Goodbye, Columbus (1959), his collection of short stories, put the 26-year-old author on the map. Ten years later, Roth’s hilarious, ribald bestseller Portnoy’s Complaint (1969) propelled him into an international scandalous spotlight: the first of many controversies in which Judaism, sex, the role of women, and the parent-child relationship would take center stage.
Yet, he steadily earned his reputation as a man of letters, commanding ownership of the Jewish-American novel and making Newark a literary destination. Practically inventing the genre of factual-fictional autobiography, Roth’s thinly veiled Zuckerman books follow the protagonist’s path from aspiring young writer to compromised celebrity and, most recently, older man facing death. Roth’s career was considered declining by 1990 and then exploded with a dozen bestsellers in the past two decades, including Sabbath’s Theater (1995), American Pastoral (1997) and The Human Stain (2000). With 31 books to his credit, Roth has won every possible literary award, short of the Nobel Prize.

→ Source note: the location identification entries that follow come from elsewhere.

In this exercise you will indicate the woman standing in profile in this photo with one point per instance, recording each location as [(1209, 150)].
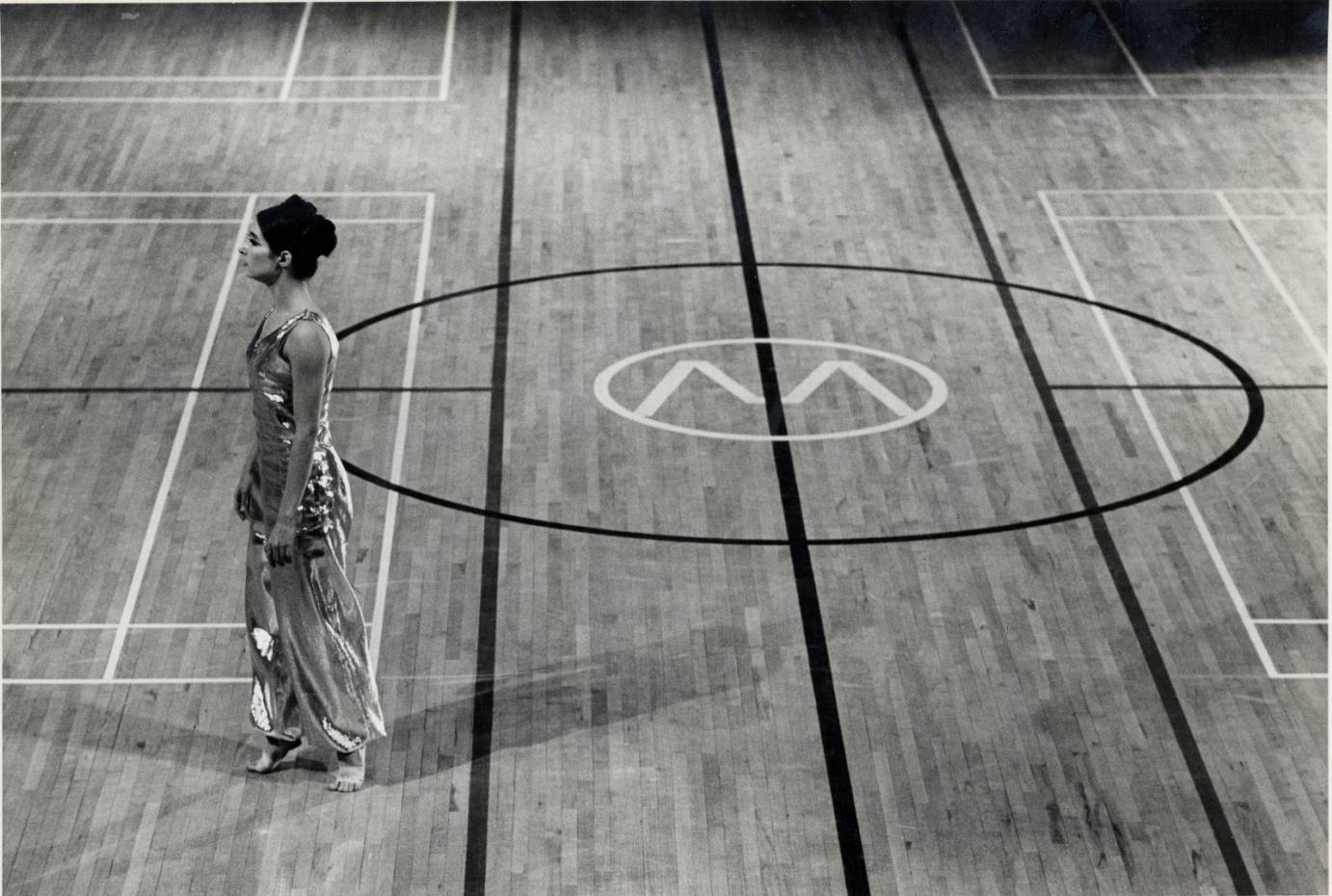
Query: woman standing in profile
[(303, 618)]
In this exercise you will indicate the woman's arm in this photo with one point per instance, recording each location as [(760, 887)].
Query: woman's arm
[(306, 349), (245, 487)]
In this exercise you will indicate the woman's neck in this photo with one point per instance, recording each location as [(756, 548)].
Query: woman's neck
[(290, 295)]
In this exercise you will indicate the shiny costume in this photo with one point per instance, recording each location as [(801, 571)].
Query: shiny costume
[(303, 619)]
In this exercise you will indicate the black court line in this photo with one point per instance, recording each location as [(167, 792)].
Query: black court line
[(1252, 424), (220, 390), (815, 641), (1109, 551), (482, 707)]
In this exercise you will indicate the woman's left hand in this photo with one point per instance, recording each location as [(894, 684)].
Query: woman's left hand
[(281, 542)]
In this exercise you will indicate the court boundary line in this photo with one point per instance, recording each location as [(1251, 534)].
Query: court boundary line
[(177, 443), (1123, 48), (975, 51), (211, 390), (1112, 561), (1163, 448), (297, 45), (1193, 217), (200, 222), (818, 655), (200, 195), (477, 836), (446, 66), (206, 79), (1160, 76), (1139, 76), (390, 509), (107, 626), (194, 390), (70, 100), (1271, 275)]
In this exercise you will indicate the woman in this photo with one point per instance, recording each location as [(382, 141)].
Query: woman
[(306, 631)]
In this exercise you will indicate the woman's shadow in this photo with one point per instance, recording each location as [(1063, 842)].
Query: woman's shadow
[(672, 679)]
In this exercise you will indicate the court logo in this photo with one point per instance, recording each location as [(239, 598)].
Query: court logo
[(899, 411)]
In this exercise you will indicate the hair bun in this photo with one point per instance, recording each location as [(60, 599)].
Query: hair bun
[(323, 236)]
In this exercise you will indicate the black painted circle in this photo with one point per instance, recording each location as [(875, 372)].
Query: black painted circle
[(1252, 424)]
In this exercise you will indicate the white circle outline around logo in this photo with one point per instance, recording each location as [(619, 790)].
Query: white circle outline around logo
[(938, 394)]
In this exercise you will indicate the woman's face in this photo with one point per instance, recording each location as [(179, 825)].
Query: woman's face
[(257, 258)]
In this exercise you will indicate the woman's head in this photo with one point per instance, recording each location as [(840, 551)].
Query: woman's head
[(290, 236)]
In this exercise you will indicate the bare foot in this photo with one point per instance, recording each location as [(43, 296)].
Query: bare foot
[(351, 773), (272, 755)]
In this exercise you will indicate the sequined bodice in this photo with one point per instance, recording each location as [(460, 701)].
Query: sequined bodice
[(271, 390)]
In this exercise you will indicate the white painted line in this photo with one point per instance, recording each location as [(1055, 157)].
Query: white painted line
[(125, 680), (107, 195), (1210, 543), (296, 53), (126, 614), (208, 79), (140, 79), (93, 626), (1123, 48), (390, 512), (1182, 191), (975, 53), (1075, 76), (1191, 217), (1143, 217), (1159, 76), (448, 49), (230, 222), (216, 98), (1271, 275), (1238, 76)]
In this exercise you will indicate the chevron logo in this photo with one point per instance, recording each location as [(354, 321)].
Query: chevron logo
[(900, 411)]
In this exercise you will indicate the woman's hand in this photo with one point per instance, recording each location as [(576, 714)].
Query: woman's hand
[(280, 544)]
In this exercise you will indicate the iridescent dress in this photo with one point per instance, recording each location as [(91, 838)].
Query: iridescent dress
[(304, 623)]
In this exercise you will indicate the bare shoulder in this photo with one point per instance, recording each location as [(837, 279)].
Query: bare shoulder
[(306, 346)]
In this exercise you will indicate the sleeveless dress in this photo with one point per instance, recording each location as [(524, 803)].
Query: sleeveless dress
[(304, 624)]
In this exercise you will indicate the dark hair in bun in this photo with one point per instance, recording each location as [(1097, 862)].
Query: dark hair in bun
[(295, 225)]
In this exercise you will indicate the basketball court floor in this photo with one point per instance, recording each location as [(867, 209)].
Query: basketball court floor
[(798, 449)]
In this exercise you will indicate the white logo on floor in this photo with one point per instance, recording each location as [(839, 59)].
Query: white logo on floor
[(903, 414)]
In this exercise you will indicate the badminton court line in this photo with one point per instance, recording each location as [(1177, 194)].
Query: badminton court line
[(1271, 275), (177, 443), (448, 49), (1151, 93), (975, 53), (341, 222), (296, 52), (1123, 48), (1203, 530), (1237, 220), (208, 79), (390, 512), (133, 626)]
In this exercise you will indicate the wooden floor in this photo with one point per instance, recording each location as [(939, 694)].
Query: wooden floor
[(677, 656)]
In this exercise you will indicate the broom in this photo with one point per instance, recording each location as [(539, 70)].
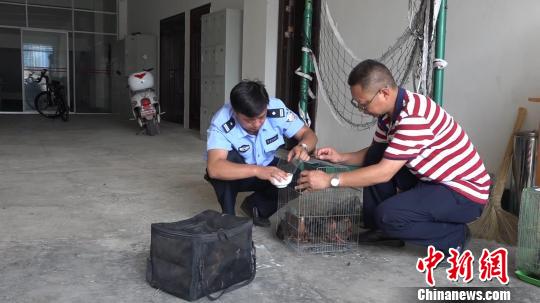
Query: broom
[(495, 223)]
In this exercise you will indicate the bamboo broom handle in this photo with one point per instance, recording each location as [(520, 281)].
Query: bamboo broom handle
[(538, 158), (502, 174)]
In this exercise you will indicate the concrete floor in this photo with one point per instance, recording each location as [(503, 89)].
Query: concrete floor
[(77, 200)]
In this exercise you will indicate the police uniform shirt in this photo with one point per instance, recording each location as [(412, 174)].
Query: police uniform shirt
[(226, 133)]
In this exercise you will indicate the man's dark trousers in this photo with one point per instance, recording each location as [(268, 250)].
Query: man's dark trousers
[(421, 213), (264, 197)]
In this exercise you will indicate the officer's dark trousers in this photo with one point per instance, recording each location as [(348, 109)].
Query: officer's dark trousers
[(421, 213), (264, 196)]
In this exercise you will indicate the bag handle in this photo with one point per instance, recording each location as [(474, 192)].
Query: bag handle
[(238, 285)]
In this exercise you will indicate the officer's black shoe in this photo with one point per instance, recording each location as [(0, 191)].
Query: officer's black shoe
[(460, 248), (253, 212), (376, 237)]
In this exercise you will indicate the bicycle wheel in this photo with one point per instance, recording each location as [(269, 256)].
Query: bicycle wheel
[(152, 127), (45, 105), (63, 109)]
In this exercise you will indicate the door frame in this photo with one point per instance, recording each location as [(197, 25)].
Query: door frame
[(197, 12), (68, 84), (182, 61)]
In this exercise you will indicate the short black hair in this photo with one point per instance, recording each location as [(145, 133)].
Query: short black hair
[(249, 98), (370, 73)]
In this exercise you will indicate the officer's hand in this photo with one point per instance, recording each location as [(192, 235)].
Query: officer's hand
[(271, 172), (311, 180), (328, 154), (298, 152)]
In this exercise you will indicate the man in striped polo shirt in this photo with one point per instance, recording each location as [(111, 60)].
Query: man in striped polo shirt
[(423, 179)]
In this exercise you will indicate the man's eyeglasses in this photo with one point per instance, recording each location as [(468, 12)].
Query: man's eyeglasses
[(363, 107)]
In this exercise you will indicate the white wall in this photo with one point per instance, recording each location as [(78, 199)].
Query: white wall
[(260, 42), (145, 16), (492, 49)]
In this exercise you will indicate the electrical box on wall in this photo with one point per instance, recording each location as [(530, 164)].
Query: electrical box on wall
[(140, 53), (221, 61)]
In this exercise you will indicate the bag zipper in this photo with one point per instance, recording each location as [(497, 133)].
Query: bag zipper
[(172, 234)]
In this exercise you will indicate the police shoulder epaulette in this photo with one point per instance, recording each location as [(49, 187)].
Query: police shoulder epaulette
[(227, 126), (275, 113)]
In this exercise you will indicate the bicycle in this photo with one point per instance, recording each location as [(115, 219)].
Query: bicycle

“It is so gratifying and appropriate for American Masters to celebrate one of our greatest writers in tandem with his 80th birthday. Roth’s work, from the then-shocking Portnoy’s Complaint to the Zuckerman novels, defined a literary world for generations of readers. Hearing his own perspective about his craft is an extraordinary, and quite beautiful, experience,” says Susan Lacy, creator and executive producer of American Masters.